Ксения Лученко. Возникает вопрос, а насколько вообще родители могут навязывать детям свои представления? У меня недавно был разговор с подругой. Она совсем не церковная, но не воинственный атеист, она говорит: «Я понимаю, что Бог есть, но я совершенно не убеждена, что Библия, Евангелие – это Божественные книги, зачем вообще в церковь ходить?» У нее нет такой потребности, она очень честный, спокойный человек.
И вот у ее ребенка есть очень верующая, церковная бабушка со стороны папы. Подруга, чтобы не устраивать конфликтов в семье, добросовестно разрешила крестить ребенка. Но бабушка, исходя из тех соображений, которые вы сейчас изложили, несет ответственность за крещеного по ее настоянию младенца, и она мальчика водит в церковь практически тайком. Ребенок еще маленький, ему три года. И подруга меня спросила: «Это же ненормально, когда я прихожу и вижу, как ребенок целует икону! Я не хочу, чтобы мой ребенок целовал икону. Если он вырастет и захочет бить поклоны или думать, что мир создан за шесть дней, – пожалуйста. Но это мой ребенок, я не хочу, чтобы ему навязывали мировоззрение. И что мне делать? Я ей запрещаю, а она его все равно тайком в храм водит».
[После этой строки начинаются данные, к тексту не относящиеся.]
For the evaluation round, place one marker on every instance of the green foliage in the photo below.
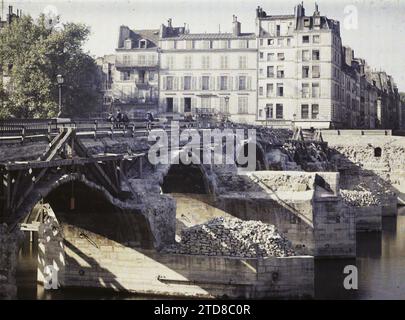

И она меня этим вопросом поставила в сложную ситуацию. Потому что я вроде бы должна быть на ее стороне — как подруга: возмутительно, что бабушка вмешивается в жизнь семьи, ребенку что-то навязывает. Но все-таки я очень хорошо в этом смысле понимаю бабушку. В итоге я честно сказала, что мои дети целуют иконы, никто еще не умер от этого, и что мне кажется очень уютным, когда ребенок все-таки имеет какое-то целостное представление о мире, а не стоит с младенчества перед неизвестностью. Но, честно говоря, этот ответ ни ее, ни меня не удовлетворил.
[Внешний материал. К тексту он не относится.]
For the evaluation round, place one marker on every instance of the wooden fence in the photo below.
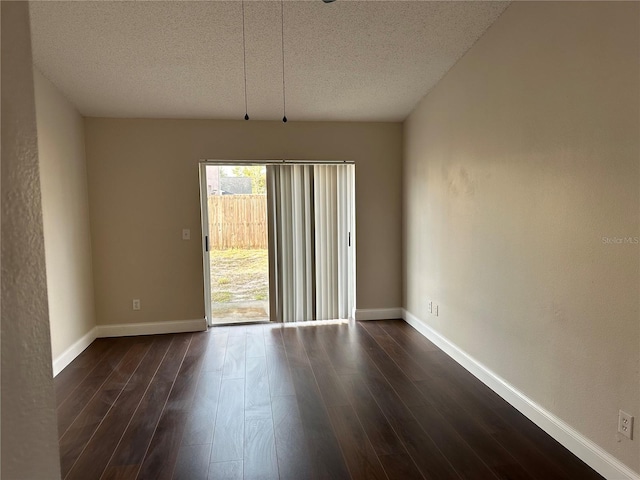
(237, 221)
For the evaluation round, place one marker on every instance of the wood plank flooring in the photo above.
(370, 400)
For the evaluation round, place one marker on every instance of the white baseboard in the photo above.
(151, 328)
(378, 313)
(601, 461)
(66, 357)
(125, 330)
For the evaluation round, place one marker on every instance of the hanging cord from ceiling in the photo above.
(244, 64)
(284, 97)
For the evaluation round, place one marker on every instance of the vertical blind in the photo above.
(312, 236)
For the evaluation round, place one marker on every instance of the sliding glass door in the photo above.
(309, 232)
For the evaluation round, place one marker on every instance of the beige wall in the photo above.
(143, 190)
(29, 433)
(65, 212)
(516, 166)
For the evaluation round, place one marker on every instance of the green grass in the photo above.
(243, 273)
(222, 297)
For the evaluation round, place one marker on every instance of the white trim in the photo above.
(151, 328)
(66, 357)
(377, 313)
(590, 453)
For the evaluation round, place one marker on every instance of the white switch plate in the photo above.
(625, 424)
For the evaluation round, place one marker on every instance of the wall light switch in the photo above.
(625, 424)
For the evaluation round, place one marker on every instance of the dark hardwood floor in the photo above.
(367, 400)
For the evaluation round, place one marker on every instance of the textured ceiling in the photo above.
(349, 60)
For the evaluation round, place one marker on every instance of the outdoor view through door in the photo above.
(278, 241)
(237, 241)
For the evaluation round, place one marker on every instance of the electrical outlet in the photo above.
(625, 424)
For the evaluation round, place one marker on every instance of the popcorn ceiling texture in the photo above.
(353, 61)
(29, 432)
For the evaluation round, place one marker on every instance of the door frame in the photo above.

Священник Сергий Круглов. Это один из тех прекрасных настоящих случаев в жизни, который не подходит ни под какие каноны, который нельзя отрефлектировать. Мы очень часто забываем вот какую вещь: вера Христова не только несводима к канонам, к правилам, к тому, как должно быть, как положено, – она гораздо больше этого. Потому что вера Христова – это жизнь. Христос сам про Себя сказал: Я есмь Путь, Истина и Жизнь (Ин. 14: 16).
Мы считаем, что истина – это ряд каких-то, так сказать, максим, догматов, с которыми надо соглашаться или не соглашаться, принимать или не принимать. Истина – это другое. А кроме нее, есть еще и путь, и жизнь. Прохождение пути, то, что наша жизнь еще не кончена, – это великий повод для надежды и радости. Потому что как бы ни была плоха ситуация и страшна, знаешь, что она не конечная, что все еще продолжается, мы еще в процессе. Главное, остановку в пути не принять за конечную цель, часть истины за всю истину. Мы должны двигаться дальше, в этом случае происходит жизнь.
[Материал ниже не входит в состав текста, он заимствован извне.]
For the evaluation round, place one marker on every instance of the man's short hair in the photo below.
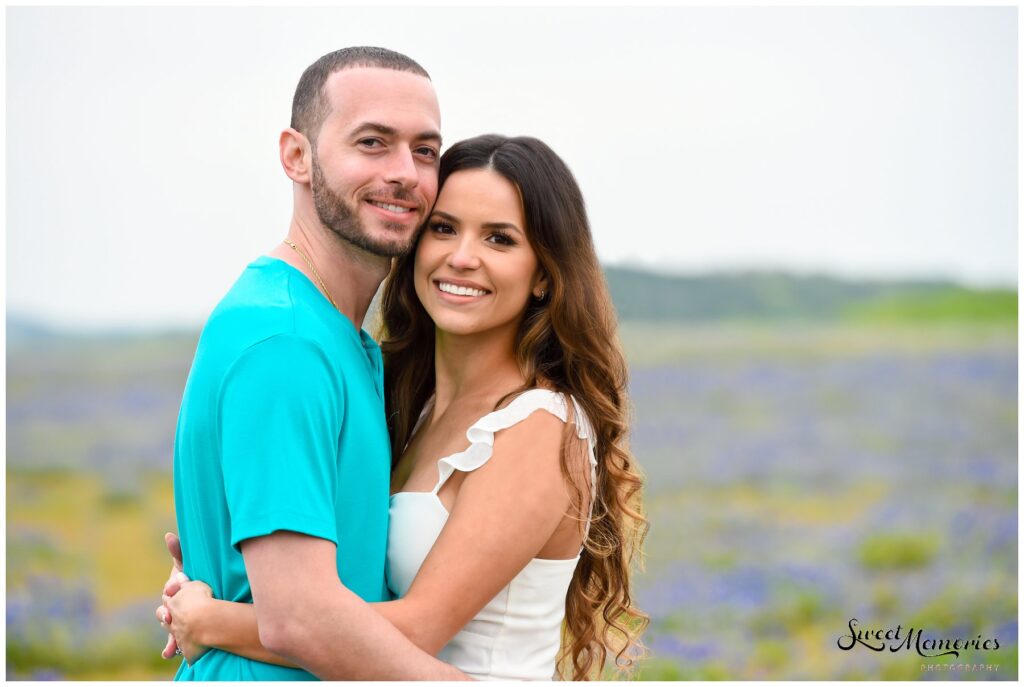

Будет ребенок христианином или нет, никому не известно. Вера вообще, как и все значимое в жизни, – это риск. Вступление в жизнь – это огромный риск. Когда рождается ребенок, мне всегда кажется, что он кричит потому, что чувствует, в какой сложный мир попал. Он же человек, он что-то себе думает. Это великое событие и страшное потрясение для него. Наверное, он догадывается, что жизнь полна многих опасностей. Еще непонятно, когда родился ребенок на свет, однозначно хорошо это или плохо. Кругом столько всего: стафилококки, всякие разные болячки, несчастные случаи, – все что угодно с ним может произойти. А, тем не менее, вступая в жизнь, человек рискует, и родители рискуют, рожая ребенка, и из этого получаются прекрасные вещи: ребенок живет, растет.
Вот и вера христианская – это то же самое. Неизвестно, хорошо или плохо, что бабушка этого ребенка водит в храм: может быть, это будет хорошо, а может, плохо. Неизвестно, кто из него вырастет: поживем – увидим.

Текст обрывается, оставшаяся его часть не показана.